Bob Papke, a Sturgeon Bay resident and former Door County supervisor, filed the complaint with the Judicial Commission Oct. 4 against Circuit Judge Richard Niess, who put the state law on hold following its passage.

Papke, who has donated money to Republican campaigns, said he was spurred to file it after reading a Milwaukee Journal Sentinel article from September that said Niess, after the state Supreme Court upheld the law, refused to dismiss the original lawsuit and recused himself from the case.

Instead, Niess issued an order that stated “doing so would violate my oath to ‘support … the constitution of the State of Wisconsin,’” according to the article.

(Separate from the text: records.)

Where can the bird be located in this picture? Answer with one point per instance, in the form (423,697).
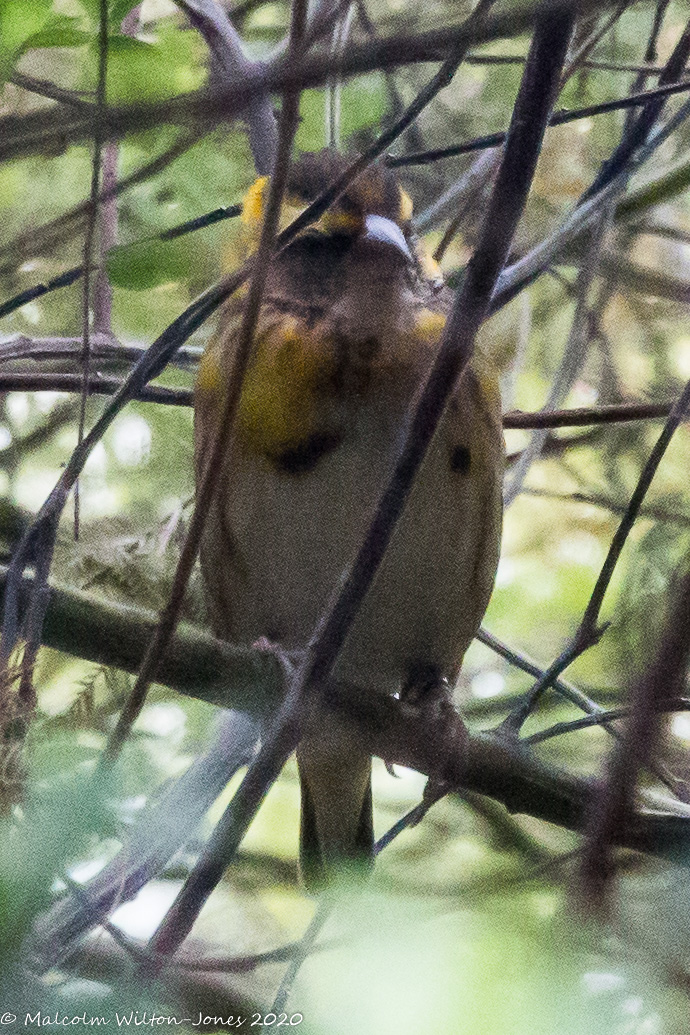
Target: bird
(352,316)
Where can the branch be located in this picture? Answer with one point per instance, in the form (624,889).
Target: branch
(34,132)
(209,670)
(615,803)
(231,65)
(98,385)
(558,119)
(161,829)
(589,631)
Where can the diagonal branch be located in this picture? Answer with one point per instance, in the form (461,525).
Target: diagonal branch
(530,117)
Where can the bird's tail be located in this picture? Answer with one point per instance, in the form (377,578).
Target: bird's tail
(336,828)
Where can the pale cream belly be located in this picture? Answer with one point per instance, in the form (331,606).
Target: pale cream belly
(294,535)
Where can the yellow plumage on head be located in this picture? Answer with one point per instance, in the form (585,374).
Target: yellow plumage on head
(352,316)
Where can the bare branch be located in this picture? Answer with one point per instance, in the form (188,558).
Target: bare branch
(230,65)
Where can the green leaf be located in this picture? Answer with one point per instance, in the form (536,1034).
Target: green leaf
(60,31)
(18,23)
(147,264)
(139,70)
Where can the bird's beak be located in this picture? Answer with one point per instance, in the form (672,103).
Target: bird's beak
(379,230)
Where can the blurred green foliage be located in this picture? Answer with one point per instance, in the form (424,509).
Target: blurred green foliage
(459,932)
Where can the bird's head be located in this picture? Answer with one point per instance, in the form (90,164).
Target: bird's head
(371,220)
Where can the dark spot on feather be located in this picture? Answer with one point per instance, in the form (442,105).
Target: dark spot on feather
(304,456)
(460,460)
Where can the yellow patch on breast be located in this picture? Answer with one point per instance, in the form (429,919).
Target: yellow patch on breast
(279,402)
(252,206)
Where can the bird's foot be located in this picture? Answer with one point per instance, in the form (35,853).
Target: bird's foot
(428,691)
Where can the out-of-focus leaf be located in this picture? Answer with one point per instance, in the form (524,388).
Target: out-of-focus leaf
(139,70)
(18,23)
(148,263)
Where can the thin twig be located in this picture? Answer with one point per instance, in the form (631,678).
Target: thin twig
(664,677)
(541,76)
(230,65)
(558,119)
(90,236)
(32,134)
(589,631)
(561,729)
(73,274)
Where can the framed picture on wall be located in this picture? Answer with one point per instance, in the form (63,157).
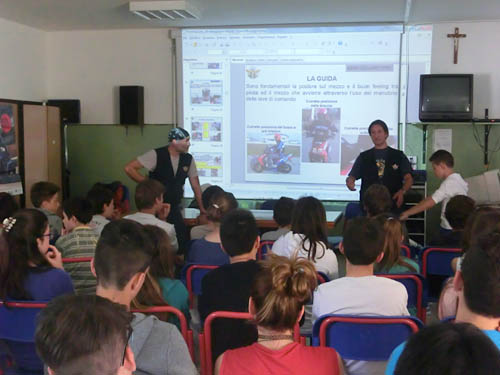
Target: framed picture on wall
(10,179)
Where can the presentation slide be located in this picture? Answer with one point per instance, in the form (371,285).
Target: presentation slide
(284,111)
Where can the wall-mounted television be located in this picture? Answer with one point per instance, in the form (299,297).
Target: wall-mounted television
(446,97)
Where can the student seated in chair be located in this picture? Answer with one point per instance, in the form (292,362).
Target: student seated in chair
(360,292)
(85,335)
(103,206)
(477,282)
(79,240)
(449,348)
(279,292)
(152,211)
(208,250)
(228,287)
(457,212)
(30,270)
(282,215)
(45,198)
(122,258)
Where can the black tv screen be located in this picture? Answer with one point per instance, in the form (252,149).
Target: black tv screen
(446,97)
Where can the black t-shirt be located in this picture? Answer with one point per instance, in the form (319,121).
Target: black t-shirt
(380,158)
(228,288)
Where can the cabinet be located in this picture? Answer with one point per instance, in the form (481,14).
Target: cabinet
(42,146)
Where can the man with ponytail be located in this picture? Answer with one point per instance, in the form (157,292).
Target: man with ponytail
(477,282)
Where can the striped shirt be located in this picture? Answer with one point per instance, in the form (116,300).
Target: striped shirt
(81,242)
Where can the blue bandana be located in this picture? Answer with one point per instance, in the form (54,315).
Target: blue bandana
(177,133)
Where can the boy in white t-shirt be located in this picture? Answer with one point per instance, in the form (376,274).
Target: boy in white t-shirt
(360,292)
(453,184)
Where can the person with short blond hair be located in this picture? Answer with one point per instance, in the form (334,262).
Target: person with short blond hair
(152,210)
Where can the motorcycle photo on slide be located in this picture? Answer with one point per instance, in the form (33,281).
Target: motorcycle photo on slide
(273,158)
(266,162)
(320,148)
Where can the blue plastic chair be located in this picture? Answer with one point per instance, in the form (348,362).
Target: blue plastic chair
(17,329)
(192,276)
(264,247)
(352,210)
(437,261)
(367,338)
(415,287)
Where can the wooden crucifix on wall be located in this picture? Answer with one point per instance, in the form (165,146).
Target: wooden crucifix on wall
(456,36)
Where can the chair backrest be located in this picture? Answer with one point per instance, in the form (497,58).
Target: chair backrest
(18,320)
(437,261)
(264,247)
(186,332)
(364,338)
(76,260)
(352,210)
(322,278)
(17,328)
(194,276)
(205,338)
(405,251)
(414,284)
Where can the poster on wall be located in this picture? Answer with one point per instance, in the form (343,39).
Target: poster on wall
(10,179)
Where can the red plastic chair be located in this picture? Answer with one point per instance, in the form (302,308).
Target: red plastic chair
(186,332)
(437,261)
(405,251)
(17,324)
(205,338)
(264,248)
(322,278)
(194,275)
(414,285)
(364,338)
(76,260)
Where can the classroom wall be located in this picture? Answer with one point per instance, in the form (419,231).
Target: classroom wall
(91,65)
(98,153)
(478,54)
(22,62)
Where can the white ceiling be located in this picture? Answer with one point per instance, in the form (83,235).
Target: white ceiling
(114,14)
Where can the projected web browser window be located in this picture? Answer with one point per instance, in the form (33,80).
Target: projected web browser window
(285,111)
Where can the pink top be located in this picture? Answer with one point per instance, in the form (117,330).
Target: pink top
(291,359)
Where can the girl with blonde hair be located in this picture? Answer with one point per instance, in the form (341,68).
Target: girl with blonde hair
(279,292)
(393,261)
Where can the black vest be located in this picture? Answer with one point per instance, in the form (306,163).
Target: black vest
(392,179)
(174,185)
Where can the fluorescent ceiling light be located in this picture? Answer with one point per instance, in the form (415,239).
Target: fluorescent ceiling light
(166,9)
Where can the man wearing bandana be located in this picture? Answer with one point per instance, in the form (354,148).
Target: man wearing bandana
(171,165)
(382,165)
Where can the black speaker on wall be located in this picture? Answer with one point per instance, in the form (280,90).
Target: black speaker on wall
(132,105)
(70,109)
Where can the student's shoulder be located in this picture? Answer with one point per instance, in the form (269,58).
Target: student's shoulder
(395,287)
(332,285)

The case was transferred to Judge Ellen Berz, who dismissed it on Sept. 26.

Papke said he was going to keep the Judicial Commission a secret, but decided to publicize it. He said he is concerned because Niess is presiding over a case state Democrats filed to compel the release of prosecutor training videos with Republican Attorney General candidate and Waukesha County District Attorney Brad Schimel. A hearing for the case was held Wednesday, and Niess said he would review the video and hold another hearing Oct. 30.

“The judge is apparently in another hearing with possible statewide implications,” Papke said. “An alleged refusal to follow Supreme Court orders indicates another problem [and] possible bias.”

Niess, in an email attributed to him, stated that “my recusal complied fully with the applicable Wisconsin statute and Supreme Court rule, and I am confident the complaint will be dismissed on that basis.”

The Judicial Commission’s next meeting is 9 a.m. Friday.

Papke served on the Judicial Commission as a citizen member from 1993 to 2001. He was also a Sturgeon Bay police officer.

He said his decision to file a complaint is “not about the election,” which will take place Nov. 4 and features two close races.

Reached Thursday, Judicial Commission Executive Director Jeremiah Van Hecke said state confidentiality laws prevent him from discussing complaints against judges.

The state’s voter ID law is currently on hold, per a U.S. Supreme Court decision, and will not be enforced during November’s elections.